While extracting information from data with machine learning plays an increasingly important role, physical laws and other first principles continue to provide critical insights about systems and processes of interest in science and engineering. This work introduces a method that infers models from data with physical insights encoded in the form of structure and that minimizes the model order so that the training data are fitted well while redundant degrees of freedom without conditions and sufficient data to fix them are automatically eliminated. The models are formulated via solution matrices of specific instances of generalized Sylvester equations that enforce interpolation of the training data and relate the model order to the rank of the solution matrices. The proposed method numerically solves the Sylvester equations for minimal-rank solutions and so obtains models of low order. Numerical experiments demonstrate that the combination of structure preservation and rank minimization leads to accurate models with orders of magnitude fewer degrees of freedom than models of comparable prediction quality that are learned with structure preservation alone.

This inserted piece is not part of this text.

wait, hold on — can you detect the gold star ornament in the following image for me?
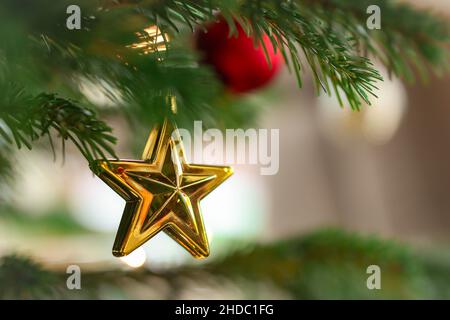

翻译：尽管通过机器学习从数据中提取信息发挥着日益重要的作用，但物理定律及其他第一性原理仍持续为科学与工程领域所关注的系统及过程提供关键见解。本文提出一种方法，该方法通过融入以结构形式编码的物理先验知识来从数据中推断模型，并在最小化模型阶数的同时，使训练数据得到良好拟合，且自动消除缺乏约束条件及充足数据来确定的冗余自由度。模型通过广义Sylvester方程特定实例的解矩阵进行构建，该方程强制执行训练数据的插值条件，并将模型阶数与解矩阵的秩相关联。所提方法通过数值求解Sylvester方程以获得最小秩解，从而得到低阶模型。数值实验表明，结构保持与秩最小化的结合能够生成精确模型，其自由度数量比仅通过结构保持学习且具有可对比预测质量的模型低数个量级。